La commémoration, célébrée le 10e jour d'Ordibehesht, coïncide cette année avec le 30 avril. Les cérémonies, largement concentrées dans les villes côtières et les centres culturels, permettent au régime iranien de mettre en avant une image d'unité nationale teintée d'un fort sentiment patriotique.
Cette journée célèbre la victoire décisive des forces du chah Abbas Ier, soutenues par la Compagnie britannique des Indes orientales, sur les Portugais, qui contrôlaient alors plusieurs positions stratégiques. Cet évènement a mis fin à près de deux décennies de conflits et à un siècle de domination étrangère sur cette route commerciale incontournable.
La victoire sur le Portugal a également eu des répercussions durables, marquant un changement dans la dynamique du pouvoir maritime dans la région.

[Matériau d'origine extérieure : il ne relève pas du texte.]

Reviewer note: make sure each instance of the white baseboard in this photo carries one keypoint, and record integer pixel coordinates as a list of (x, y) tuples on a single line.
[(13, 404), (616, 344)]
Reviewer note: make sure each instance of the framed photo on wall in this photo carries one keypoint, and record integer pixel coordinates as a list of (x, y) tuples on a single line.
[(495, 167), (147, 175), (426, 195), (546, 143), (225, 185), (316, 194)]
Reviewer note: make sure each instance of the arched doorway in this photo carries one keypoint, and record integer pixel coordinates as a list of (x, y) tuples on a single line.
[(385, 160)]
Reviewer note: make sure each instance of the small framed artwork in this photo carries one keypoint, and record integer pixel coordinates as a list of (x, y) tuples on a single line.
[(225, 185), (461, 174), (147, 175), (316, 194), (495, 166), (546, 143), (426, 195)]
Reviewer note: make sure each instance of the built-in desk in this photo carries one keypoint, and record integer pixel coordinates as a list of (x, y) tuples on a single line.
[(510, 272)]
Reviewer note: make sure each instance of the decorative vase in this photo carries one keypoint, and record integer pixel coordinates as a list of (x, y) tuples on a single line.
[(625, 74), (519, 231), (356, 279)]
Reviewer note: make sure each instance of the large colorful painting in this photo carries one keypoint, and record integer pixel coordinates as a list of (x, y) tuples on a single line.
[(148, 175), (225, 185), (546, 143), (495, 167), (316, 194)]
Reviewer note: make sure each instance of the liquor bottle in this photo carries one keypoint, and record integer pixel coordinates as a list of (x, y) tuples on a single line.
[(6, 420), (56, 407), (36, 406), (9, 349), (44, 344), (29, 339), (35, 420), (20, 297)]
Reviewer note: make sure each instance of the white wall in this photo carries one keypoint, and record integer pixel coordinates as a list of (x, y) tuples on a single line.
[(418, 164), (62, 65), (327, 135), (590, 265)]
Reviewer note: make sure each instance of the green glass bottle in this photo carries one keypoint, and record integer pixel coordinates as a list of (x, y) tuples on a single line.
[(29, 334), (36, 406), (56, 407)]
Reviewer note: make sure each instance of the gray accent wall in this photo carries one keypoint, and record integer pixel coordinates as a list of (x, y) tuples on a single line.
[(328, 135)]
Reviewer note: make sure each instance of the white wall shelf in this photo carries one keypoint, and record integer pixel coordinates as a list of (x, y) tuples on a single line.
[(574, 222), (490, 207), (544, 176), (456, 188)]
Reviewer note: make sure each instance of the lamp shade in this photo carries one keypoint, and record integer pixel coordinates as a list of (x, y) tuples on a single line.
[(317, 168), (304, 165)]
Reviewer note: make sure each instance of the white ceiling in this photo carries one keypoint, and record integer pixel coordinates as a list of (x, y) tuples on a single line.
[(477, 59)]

Comme le souligne l'historien Mohammad Javad Zarif, ancien ministre des Affaires étrangères, "l'importance du détroit d'Ormuz ne se limite pas à son histoire : il est un axe central pour le transit de près de 20 % du pétrole mondial, un enjeu clé dans les rivalités actuelles".
Revendications frontalières et tensions régionales
Cependant, cette célébration n'est pas exempte de controverses. Instituée en 2005 par le Conseil suprême de la révolution culturelle, elle s'inscrit dans un climat tendu avec plusieurs nations de la Ligue arabe, certaines contestant le terme de « golfe Persique » au profit de « golfe Arabique ». Ce bras de fer sémantique reflète, à une plus grande échelle, les revendications frontalières qui divisent les pays de la région, en particulier en ce qui concerne les ressources pétrolières.
Bien que certaines organisations, telles que les Nations unies, continuent d'utiliser la référence à « golfe Persique », le débat reste vif. Aujourd'hui, le détroit d'Ormuz demeure un point crucial de la géopolitique mondiale, et les tensions qui entourent cette célébration mettent en lumière les enjeux contemporains face à l'accentuation des rivalités entre les États-Unis, Israël, et l'Iran.